Grimaud, Hélène en Sol Gabetta: Duo. Schumann: 3 Fantasiestücke op. 73; Brahms: Cellosonate nr. 1 in e op. 38; Debussy: Cellosonate; Shostakovitch: Cellosonate in d op. 40. DG 479.0090 (75’10”). 2012

 

Bij wat hier te horen is, gaat het om een volledig avondvullend recital met het voordeel dat men niet wordt gestoord door applaus en zaalrumoer, dat men zelf naar believen een pauze kan inlassen en heel geconcentreerd kan luisteren. 

Het begon allemaal in augustus 2011 toen Grimaud en Gabetta dit programma speelden tijdens het Menuhin festival in Gstaad. Meer optredens volgden en Duitsland en toen Gabetta werd ‘uitgeleend’ door haar eigen label Sony kon deze opname in mei 2012 in alle rust in de Essense Philharmonie worden gemaakt.

Grimaud maakte tot nu toe meest solo opnamen en een paar met orkest, Gabetta liet zich wereldwijd ook vrijwel uitsluitend op haar cd’s met orkest horen. Hoe en waarom het tweetal elkaar trof, wordt niet uit de doeken gedaan, maar het is een gouden vondst, dit samengaan van de eerder introverte Grimaud en de vooral extroverte Gabetta.

Het moet meteen intuïtief goed geklikt hebben tussen dit intussen heel goed op elkaar ingespeelde tweetal dat elkaar over en weer lijkt te stimuleren. Van discrepanties is geen sprake, de gesproken muziektaal is een universele en gemeenschappelijke. Het spel is intiem waar nodig of bezit juist veel élan als dat aan de orde is.

Het recital voert naadloos van Schumanns hoogromantische fantasieën via het doorwrocht serieuze van Brahms en de verfijnde spirituele sensualiteit van Debussy naar de grillige Shostakovitch.

Meer in detail nu. Schumanns Fantasiestücke op.73 duiken in allerlei gedaanten op. De cellovariant is even populair al de klarinet dito, maar we kennen het werk ook met hobo (Heinz Holliger op oboe d’amore zelfs) en altviool (Viviane Béranger). De warme gloed van de cello doet het werk echter bijzonder goed; deze geeft de stukjes een sprookjesachtige allure en de onderhavige vertolking heeft een haast magische kracht.

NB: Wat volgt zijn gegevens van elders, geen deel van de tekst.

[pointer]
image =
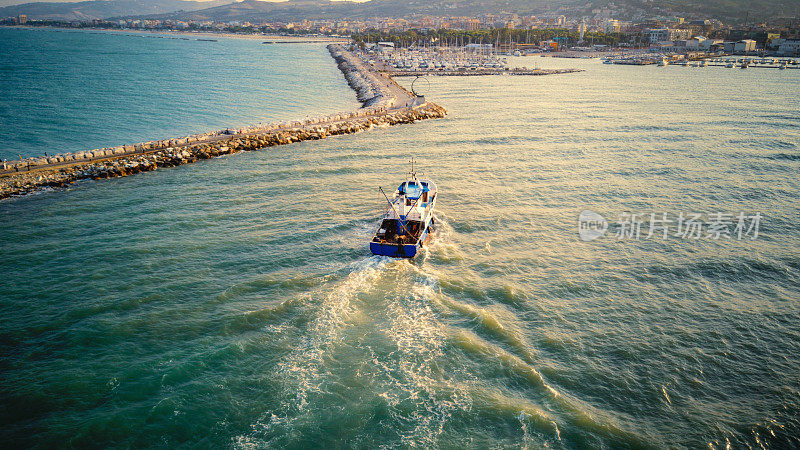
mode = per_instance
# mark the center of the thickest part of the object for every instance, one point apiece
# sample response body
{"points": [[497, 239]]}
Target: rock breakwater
{"points": [[384, 102]]}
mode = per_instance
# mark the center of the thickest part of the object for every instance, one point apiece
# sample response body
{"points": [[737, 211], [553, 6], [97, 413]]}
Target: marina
{"points": [[469, 60]]}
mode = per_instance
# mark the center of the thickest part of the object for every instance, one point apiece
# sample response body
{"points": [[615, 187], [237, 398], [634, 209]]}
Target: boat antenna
{"points": [[399, 220], [412, 173]]}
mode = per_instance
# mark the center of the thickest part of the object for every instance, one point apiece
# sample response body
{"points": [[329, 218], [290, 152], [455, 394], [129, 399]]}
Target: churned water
{"points": [[70, 90], [234, 303]]}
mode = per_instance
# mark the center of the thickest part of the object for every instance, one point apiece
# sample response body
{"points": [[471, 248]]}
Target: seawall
{"points": [[384, 103]]}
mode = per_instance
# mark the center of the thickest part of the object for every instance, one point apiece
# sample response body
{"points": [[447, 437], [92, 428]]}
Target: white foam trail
{"points": [[301, 369]]}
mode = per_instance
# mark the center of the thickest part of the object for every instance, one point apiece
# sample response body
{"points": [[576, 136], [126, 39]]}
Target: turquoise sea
{"points": [[234, 303]]}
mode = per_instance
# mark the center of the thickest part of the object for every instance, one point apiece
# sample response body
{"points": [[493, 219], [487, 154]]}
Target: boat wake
{"points": [[388, 358]]}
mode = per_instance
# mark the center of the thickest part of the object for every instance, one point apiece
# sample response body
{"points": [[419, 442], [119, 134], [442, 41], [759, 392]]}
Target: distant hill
{"points": [[103, 9], [730, 11]]}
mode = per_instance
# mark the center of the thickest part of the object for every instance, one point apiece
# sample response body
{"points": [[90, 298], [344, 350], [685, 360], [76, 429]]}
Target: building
{"points": [[789, 47], [744, 46], [611, 26], [667, 34]]}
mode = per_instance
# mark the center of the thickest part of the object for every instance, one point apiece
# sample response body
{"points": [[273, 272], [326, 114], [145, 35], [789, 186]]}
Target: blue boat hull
{"points": [[399, 250]]}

Brahms zwoegde drie jaar (van 1862-1865) over zijn eerste cellosonate. Oorspronkelijk bevatte het werk nog een adagio, maar dat vernietigde hij voordat het werk werd gepubliceerd. Het resultaat is een driedelig werk, beginnend met een haast vragend, donker getint Allegro non troppo, gevolgd door menuet met trio en afgerond met een krachtig, stevig beargumenteerde allegro finale.

Waar Grimaud zich van kind af aan bij Brahms als een vis in het water voelde en de pianopartij optimaal gestalte geeft, vertolkt Gabetta de cellopartij met een prachtig diverse toonkwaliteit en een vrij feilloze techniek. Het ontbreekt haar hooguit aan de laatste paar gram Brahmsiaans inzicht, maar dat is haast spijkers op laag water zoeken. 

De haast verbijsterende concentratie van stemming en verbeelding in de nog geen kwartier durende sonate van Debussy moet een bijzondere uitdaging voor instrumentalisten zijn. Het is al lang niet meer vooral het domein van Fransen als Fournier, Maréchal, Gendron, Navarra, Tortelier en Capuçon. Het nieuwe duo reageert op iedere langskomende bittere gril van Pierrot (“Pierrot is boos op de maan…”), maar het zorgt ook voor geanimeerde virtuositeit en brille in de Sérénade van dit lang wat problematische, maar fascinerende werk.

De cellosonate is een betrekkelijk vroeg werd van Shostakovitch uit 1934, maar zijn idioom wordt hier al duidelijk bepaald, niet alleen in de scherpe ritmiek van de snelle delen die met veel panache worden gespeeld, maar ook in de duisternis en de omfloerste intensiteit van het largo, dat hier vrijwel het hoogtepunt van de interpretatie is geworden. De hele aanpak is vitaal, heel intelligent en welsprekend. Ook de humor wordt waar nodig niet tekort gedaan. Overdrijving is vreemd aan de getoonde visie.

Of sprake is van een bijzonder geslaagd recital? Domme vraag. Het smeekt om meer.